Посреди церкви был сооружен помост, на нем стояли гробы умерших еретиков, а к крестам, завешенным черным, были прибиты изображения беглых еретиков; второй помост дожидался живых еретиков.
Снаружи, между тем, приближалась процессия судей и преступников. Возглавлял шествие Мурсийский кавалерийский полк, замыкала его африканская конница, весь остальной гарнизон Мадрида был выстроен цепью вдоль улиц. Двумя длинными рядами шествовали судьи инквизиции, а между ними шли грешники.
Духовенство церкви Сан-Доминго встречало Великого инквизитора и его свиту на паперти. Непосредственно позади Лоренсаны шел председатель мадридского священного судилища доктор дон Хосе де Кеведо, а также три почетных секретаря, все трое — гранды первого ранга, вслед за ними — шесть действительных секретарей, и среди них аббат дон Дьего. Как только процессия вошла в церковь, приглашенные опустились на колени. Когда они снова подняли головы, помост для живых еретиков был заполнен. Напротив подмостков с мертвыми, тоже у подножья завешенного черным креста, на низенькой скамье, сидели они, живые еретики.
Их было четверо, облаченных в позорную одежду — санбенито. Мешком висела на них грубая желтая рубаха с черным косым крестом, вокруг шеи болталась пеньковая веревка, на голову была нахлобучена высокая остроконечная шапка, босые ноги засунуты в грубые желтые тряпичные туфли, в руках они держали погашенные зеленые свечи.

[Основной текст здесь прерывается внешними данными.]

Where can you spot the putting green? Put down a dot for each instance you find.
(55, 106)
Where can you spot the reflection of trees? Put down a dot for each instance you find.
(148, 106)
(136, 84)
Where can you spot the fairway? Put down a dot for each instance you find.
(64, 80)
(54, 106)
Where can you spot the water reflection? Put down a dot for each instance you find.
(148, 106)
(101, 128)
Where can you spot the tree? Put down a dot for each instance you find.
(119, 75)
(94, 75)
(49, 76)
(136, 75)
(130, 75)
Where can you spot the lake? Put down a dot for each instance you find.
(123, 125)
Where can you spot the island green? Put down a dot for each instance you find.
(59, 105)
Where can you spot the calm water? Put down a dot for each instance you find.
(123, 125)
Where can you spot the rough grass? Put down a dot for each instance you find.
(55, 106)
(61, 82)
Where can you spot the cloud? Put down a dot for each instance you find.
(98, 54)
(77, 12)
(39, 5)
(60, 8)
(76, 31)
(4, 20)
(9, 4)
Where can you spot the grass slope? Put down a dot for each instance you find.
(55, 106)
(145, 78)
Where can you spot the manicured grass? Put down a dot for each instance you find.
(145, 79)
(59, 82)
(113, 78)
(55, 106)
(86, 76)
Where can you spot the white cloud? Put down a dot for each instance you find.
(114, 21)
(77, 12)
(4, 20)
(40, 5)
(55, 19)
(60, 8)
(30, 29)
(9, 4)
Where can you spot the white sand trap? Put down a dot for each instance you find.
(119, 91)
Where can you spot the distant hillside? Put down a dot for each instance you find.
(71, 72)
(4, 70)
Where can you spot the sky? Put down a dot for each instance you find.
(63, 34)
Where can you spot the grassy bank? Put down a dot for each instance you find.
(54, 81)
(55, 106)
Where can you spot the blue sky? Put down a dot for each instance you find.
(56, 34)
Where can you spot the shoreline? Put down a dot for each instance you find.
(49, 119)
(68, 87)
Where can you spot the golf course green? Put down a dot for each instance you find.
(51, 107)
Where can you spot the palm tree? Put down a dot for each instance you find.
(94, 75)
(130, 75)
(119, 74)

С глубоким волнением смотрел Гойя на осужденных грешников, на их позорные одежды, и ему припомнилось то санбенито, которое он увидел впервые еще мальчиком, ему тогда же объяснили, что означает это позорное рубище. То было старинное санбенито с намалеванными на нем страшными чертями, которые низвергали грешников в преисподнюю; сверху было указано имя и преступление еретика, носившего его сто с лишним лет назад.
Франсиско отчетливо вспомнил тот доходящий до сладострастия ужас, какой он ощутил тогда, услышав, что и потомки этого еретика по сей день изгнаны из общины праведных.
Одержимый безумной жалостью, он жадно искал лицо Пабло Олавиде, но надетые на еретиков санбенито и остроконечные шапки делали всех четверых почти одинаковыми, они сидели сгорбившись, лица у всех были серые, неживые, среди них как будто находилась одна женщина, однако ее нельзя было отличить от мужчин.
Франсиско обладал острой памятью на лица, он ясно представлял себе Пабло Олавиде таким, каким видел его много лет назад: это был худощавый, изящный, подвижный человек с приветливым и умным-лицом. А теперь Франсиско долго не мог решить, который из четверых Олавиде; собственного лица у него уже не было — его стерли, уничтожили.
На кафедру взошел секретарь и прочел слова присяги; повторяя их, присутствующие обязывались безоговорочно подчиняться святейшей инквизиции и неуклонно преследовать ересь. И все сказали «аминь». Затем настоятель доминиканцев произнес проповедь на текст: «Восстань, о господи, и сотвори свой суд»; речь его была краткой и яростной.
— Священное судилище и помост с грешниками, которые обречены принять муки, — вещал он, — являют нам наглядный пример того, что всем нам суждено претерпеть в день Страшного суда. Ужель, господи, вопрошают сомневающиеся, нет у тебя иных врагов, кроме иудеев, мусульман и еретиков? Разве бессчетное множество других людей не оскорбляет повседневно твоей святыни греховными и преступными делами? Все так» ответствует господь, но те прегрешения простительные, и я отпускаю, их. Необоримо претят мне лишь иудеи, мусульмане и еретики, ибо они пятнают имя мое и славу мою. Это и хотел сказать Давид, когда призывал господа: «Отринь от себя кротость, не дай усыпить себя состраданию! Восстань, о господней сотвори свой суд! Всю силу гнева твоего обрушь на язычников и неверных». И по слову этому поступает ныне святейшая инквизиция.
Затем стали зачитывать приговоры четырем еретикам. Оказалось, что Пабло Олавиде присоединили к людям без имени и положения, вероятно, желая показать, что перед судом инквизиции высшие равны ничтожнейшим.